There are also some other challenges. Some people have names that are written in lowercase (taken here from Wikipedia):

  • eden ahbez, American musician
  • bill bissett, Canadian poet
  • danah boyd, American scholar
  • e e cummings, American poet
  • mc chris, American rapper
  • Arthur fforde, British solicitor
  • Charles ffoulkes, British historian
  • Rose ffrench, 1st Baroness ffrench, Irish peer
  • Michael ffrench-O’Carroll, Irish politician
  • brian d foy, American magazine publisher
  • debbie tucker green, British playwright
  • jack green, American critic
  • dream hampton, American filmmaker
  • bell hooks, American feminist
  • k.d. lang, Canadian singer
  • Conrad O’Brien-ffrench, British military officer
  • ruth weiss, American writer

How can one distinguish between “This led to greater possibilities to resistance (hooks)” and “This led to greater possibilities to resistance (ohms)”? We have the additional challenge that checking for acronym-like behaviour is unlikely to succeed; authors make typos etc. that are easy to spot by eye but difficult to judge computationally in a wide range of situations.

What we’ve been doing so far is pulling out text between brackets that doesn’t look like a mathematical expression and then seeing if we can find a corresponding bibliographic entry. This is prone to many bugs and doesn’t actually work very well. In reality, many documents erroneously end up with parenthetical asides that are within a ref tag but that are unlinked as we’re unable to parse the entry.
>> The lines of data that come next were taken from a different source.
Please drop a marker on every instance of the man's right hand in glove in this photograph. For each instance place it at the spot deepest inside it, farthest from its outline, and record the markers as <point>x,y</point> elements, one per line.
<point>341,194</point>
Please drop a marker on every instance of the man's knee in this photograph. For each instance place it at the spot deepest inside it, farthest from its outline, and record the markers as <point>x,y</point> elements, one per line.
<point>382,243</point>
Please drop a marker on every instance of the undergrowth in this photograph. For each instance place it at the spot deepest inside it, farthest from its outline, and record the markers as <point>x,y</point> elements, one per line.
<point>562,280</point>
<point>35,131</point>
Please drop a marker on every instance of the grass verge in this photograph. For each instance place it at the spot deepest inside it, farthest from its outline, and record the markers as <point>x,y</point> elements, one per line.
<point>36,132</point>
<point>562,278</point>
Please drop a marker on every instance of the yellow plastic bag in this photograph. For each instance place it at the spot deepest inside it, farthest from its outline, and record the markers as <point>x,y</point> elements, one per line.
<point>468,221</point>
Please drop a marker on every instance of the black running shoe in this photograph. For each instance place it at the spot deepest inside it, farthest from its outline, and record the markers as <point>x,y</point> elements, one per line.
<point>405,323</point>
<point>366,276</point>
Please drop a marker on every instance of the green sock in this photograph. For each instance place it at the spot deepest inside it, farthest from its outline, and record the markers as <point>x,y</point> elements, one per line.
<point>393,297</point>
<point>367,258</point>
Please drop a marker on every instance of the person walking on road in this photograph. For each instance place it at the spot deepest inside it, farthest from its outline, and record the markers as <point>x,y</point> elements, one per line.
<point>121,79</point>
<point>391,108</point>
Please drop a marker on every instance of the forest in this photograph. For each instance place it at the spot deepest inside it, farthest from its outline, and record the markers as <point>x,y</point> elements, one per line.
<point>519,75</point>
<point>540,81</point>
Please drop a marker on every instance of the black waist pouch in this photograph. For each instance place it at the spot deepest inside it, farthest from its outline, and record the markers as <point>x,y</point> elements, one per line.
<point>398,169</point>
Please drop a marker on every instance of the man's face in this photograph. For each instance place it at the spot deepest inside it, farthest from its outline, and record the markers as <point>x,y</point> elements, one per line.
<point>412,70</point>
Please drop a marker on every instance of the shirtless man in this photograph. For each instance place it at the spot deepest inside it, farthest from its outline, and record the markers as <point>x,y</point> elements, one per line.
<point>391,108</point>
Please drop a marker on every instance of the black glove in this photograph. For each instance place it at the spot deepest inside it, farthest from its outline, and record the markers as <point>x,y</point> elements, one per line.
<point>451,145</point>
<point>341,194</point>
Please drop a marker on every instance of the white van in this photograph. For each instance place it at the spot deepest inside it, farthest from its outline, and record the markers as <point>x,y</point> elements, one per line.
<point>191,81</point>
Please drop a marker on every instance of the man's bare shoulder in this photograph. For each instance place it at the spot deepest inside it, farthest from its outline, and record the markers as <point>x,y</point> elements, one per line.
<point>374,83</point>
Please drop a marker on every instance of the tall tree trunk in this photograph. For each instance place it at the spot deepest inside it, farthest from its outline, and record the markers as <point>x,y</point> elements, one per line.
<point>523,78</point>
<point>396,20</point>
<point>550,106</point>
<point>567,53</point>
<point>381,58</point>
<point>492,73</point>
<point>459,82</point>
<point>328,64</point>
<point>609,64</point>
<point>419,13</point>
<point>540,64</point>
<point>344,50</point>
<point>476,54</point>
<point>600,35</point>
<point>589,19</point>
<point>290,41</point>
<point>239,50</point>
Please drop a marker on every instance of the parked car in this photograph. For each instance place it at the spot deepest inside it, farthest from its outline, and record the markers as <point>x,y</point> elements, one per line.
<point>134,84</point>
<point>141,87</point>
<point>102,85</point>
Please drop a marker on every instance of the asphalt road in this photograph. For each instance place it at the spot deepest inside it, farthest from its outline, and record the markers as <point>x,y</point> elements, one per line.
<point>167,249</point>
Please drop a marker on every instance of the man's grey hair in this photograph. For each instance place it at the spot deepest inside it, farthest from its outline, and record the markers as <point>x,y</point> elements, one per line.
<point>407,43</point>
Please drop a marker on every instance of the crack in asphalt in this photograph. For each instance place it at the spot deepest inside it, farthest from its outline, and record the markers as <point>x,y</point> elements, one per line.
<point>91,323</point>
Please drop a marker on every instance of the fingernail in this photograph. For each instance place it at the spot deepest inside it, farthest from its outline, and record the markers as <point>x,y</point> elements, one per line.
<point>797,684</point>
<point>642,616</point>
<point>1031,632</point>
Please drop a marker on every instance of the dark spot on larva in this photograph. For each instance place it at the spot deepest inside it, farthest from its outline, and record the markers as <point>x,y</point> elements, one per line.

To begin to solve this problem more thoroughly, I wrote the following regular expression:

(?:\((?P<text>((?:[A-Z]{1}[a-z\s,\.\d\;&]+)*|(?:p?P?\.?\s?\d+))|.+\<ref\s.+)\))
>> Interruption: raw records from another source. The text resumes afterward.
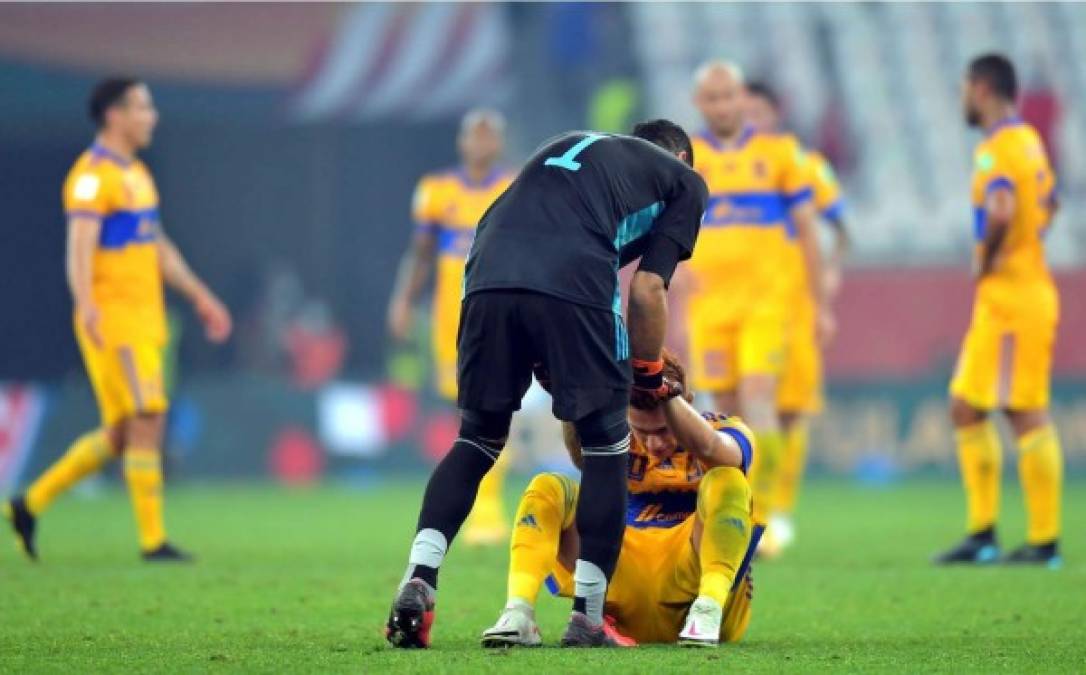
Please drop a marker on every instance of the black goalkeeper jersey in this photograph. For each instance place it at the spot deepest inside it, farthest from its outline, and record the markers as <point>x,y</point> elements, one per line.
<point>583,203</point>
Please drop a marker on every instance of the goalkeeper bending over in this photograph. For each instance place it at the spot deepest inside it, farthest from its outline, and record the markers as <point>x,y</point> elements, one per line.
<point>682,572</point>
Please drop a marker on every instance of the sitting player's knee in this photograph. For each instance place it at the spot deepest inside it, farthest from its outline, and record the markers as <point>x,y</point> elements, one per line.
<point>550,485</point>
<point>964,415</point>
<point>723,485</point>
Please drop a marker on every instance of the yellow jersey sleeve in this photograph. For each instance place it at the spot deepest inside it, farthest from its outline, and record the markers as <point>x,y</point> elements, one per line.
<point>737,430</point>
<point>824,186</point>
<point>795,175</point>
<point>426,204</point>
<point>89,190</point>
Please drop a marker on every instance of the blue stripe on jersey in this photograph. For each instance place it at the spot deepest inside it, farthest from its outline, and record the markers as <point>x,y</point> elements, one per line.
<point>748,208</point>
<point>631,228</point>
<point>745,448</point>
<point>999,182</point>
<point>455,241</point>
<point>756,533</point>
<point>122,228</point>
<point>664,509</point>
<point>980,223</point>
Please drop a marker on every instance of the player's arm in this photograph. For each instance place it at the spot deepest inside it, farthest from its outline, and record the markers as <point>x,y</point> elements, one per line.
<point>178,276</point>
<point>999,208</point>
<point>670,241</point>
<point>414,272</point>
<point>83,233</point>
<point>697,436</point>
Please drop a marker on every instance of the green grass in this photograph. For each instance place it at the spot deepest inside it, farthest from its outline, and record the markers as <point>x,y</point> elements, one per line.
<point>300,581</point>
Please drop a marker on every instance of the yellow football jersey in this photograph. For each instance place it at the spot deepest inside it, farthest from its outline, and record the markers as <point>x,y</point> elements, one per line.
<point>744,240</point>
<point>127,279</point>
<point>450,205</point>
<point>1012,156</point>
<point>663,493</point>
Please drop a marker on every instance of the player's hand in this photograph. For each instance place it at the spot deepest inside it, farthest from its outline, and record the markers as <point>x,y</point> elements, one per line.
<point>542,376</point>
<point>215,317</point>
<point>648,380</point>
<point>825,327</point>
<point>91,323</point>
<point>400,320</point>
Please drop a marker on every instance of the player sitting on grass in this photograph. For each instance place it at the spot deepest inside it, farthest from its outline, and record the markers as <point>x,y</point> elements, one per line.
<point>687,534</point>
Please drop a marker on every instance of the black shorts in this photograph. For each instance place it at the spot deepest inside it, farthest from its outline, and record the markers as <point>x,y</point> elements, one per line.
<point>504,333</point>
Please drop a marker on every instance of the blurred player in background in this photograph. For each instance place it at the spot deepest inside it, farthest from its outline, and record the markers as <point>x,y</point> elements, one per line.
<point>446,209</point>
<point>118,257</point>
<point>1007,355</point>
<point>682,571</point>
<point>542,294</point>
<point>742,305</point>
<point>799,390</point>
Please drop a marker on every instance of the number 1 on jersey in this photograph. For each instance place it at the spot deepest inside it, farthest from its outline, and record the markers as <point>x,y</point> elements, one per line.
<point>566,161</point>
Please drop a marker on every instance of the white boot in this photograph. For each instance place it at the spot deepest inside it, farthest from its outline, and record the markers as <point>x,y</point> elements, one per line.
<point>703,624</point>
<point>515,627</point>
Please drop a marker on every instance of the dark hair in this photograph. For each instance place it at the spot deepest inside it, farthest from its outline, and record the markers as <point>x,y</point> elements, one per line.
<point>108,93</point>
<point>764,91</point>
<point>997,72</point>
<point>667,135</point>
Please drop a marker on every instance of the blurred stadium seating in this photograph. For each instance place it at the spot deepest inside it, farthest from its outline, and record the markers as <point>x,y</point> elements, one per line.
<point>292,137</point>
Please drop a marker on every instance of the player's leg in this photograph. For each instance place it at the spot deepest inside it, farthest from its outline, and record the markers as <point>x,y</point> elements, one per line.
<point>88,454</point>
<point>493,373</point>
<point>1040,457</point>
<point>721,537</point>
<point>89,451</point>
<point>544,516</point>
<point>980,456</point>
<point>601,518</point>
<point>760,357</point>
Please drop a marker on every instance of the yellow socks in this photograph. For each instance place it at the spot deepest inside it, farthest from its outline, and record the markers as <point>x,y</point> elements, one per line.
<point>723,508</point>
<point>143,475</point>
<point>791,471</point>
<point>87,455</point>
<point>769,448</point>
<point>1040,471</point>
<point>547,507</point>
<point>487,522</point>
<point>981,458</point>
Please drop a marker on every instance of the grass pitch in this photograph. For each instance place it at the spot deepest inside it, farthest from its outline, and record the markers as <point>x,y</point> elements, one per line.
<point>300,581</point>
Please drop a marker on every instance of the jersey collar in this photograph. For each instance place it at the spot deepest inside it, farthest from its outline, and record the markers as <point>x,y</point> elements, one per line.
<point>101,151</point>
<point>488,180</point>
<point>1011,121</point>
<point>740,141</point>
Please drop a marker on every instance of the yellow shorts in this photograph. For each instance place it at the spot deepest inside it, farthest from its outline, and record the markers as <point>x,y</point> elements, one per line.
<point>721,353</point>
<point>127,379</point>
<point>799,389</point>
<point>655,582</point>
<point>445,323</point>
<point>1005,361</point>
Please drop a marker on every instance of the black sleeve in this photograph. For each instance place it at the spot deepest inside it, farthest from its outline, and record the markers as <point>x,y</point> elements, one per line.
<point>681,218</point>
<point>661,256</point>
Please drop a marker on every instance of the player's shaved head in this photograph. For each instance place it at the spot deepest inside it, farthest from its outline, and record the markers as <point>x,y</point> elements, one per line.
<point>718,96</point>
<point>715,68</point>
<point>481,138</point>
<point>123,106</point>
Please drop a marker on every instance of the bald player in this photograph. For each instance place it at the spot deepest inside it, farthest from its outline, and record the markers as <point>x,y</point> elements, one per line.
<point>446,208</point>
<point>741,305</point>
<point>799,391</point>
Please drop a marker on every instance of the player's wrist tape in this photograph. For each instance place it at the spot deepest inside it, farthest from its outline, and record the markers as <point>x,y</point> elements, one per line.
<point>647,374</point>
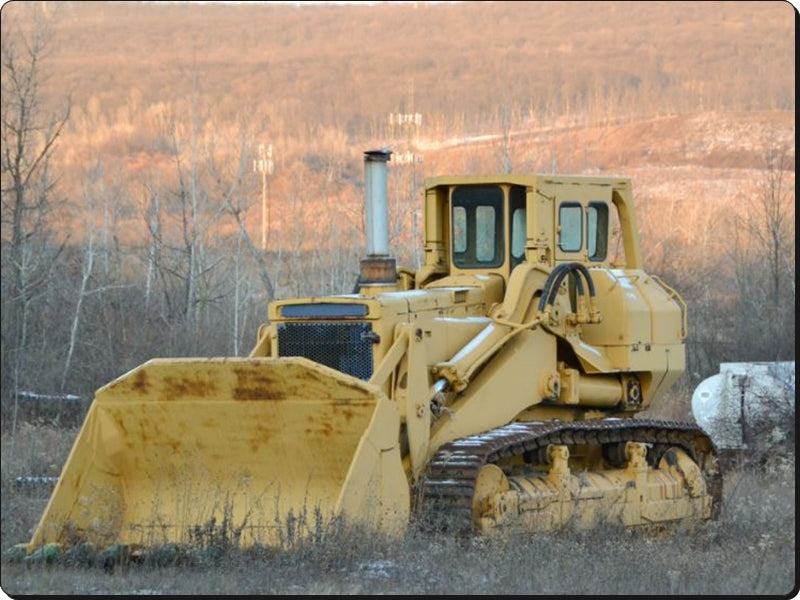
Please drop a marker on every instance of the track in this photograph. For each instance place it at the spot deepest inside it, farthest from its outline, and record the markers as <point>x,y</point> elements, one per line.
<point>444,495</point>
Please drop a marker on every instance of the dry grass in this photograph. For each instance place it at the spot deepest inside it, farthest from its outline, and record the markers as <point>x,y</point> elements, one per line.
<point>750,550</point>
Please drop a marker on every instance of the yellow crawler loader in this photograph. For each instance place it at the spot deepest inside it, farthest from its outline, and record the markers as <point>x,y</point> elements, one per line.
<point>495,388</point>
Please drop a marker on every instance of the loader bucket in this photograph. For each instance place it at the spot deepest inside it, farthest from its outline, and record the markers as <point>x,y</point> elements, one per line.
<point>227,450</point>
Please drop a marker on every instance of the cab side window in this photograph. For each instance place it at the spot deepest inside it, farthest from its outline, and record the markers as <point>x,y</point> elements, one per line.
<point>570,227</point>
<point>477,214</point>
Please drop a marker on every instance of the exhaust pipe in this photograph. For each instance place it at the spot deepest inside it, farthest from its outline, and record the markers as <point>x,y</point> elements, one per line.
<point>378,268</point>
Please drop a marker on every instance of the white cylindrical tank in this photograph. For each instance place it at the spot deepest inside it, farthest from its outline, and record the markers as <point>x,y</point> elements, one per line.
<point>747,405</point>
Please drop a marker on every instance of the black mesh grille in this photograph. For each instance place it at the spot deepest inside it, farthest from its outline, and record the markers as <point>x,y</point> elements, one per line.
<point>346,347</point>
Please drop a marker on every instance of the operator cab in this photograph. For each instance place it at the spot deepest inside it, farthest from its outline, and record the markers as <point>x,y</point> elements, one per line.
<point>487,225</point>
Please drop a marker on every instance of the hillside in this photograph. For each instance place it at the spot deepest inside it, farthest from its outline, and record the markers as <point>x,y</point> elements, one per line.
<point>153,187</point>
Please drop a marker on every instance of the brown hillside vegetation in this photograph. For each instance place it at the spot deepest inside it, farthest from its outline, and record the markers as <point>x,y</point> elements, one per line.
<point>147,227</point>
<point>169,104</point>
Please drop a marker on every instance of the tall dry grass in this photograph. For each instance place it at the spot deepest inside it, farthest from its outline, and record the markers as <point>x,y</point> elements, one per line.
<point>749,550</point>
This does several things. It matches a set of parentheses that contain either:

  1. A set of words that are all capitalised on the first letter only, followed by a series of other words, numbers, or special characters.
  2. A set of numbers following an optional p. or P.
  3. It catches cases where a URL is included within the brackets so that we can match them.

The next thing to do, I think, is to embed the above authors as special cases that we know may occur and that must be handled separately. There is no, so far as I can see, easy way to determine whether we’re referring to bell hooks or other arbitrary lowercase words without the specificity of her name being encoded. I had thought about whether we could do some keyword scanning/topic modelling of documents to determine likely authors/parenthetical asides, but this then gets very complicated.

If anyone has any better ideas for how to distinguish between various use cases/false positives here, please do open an issue on the meTypeset page.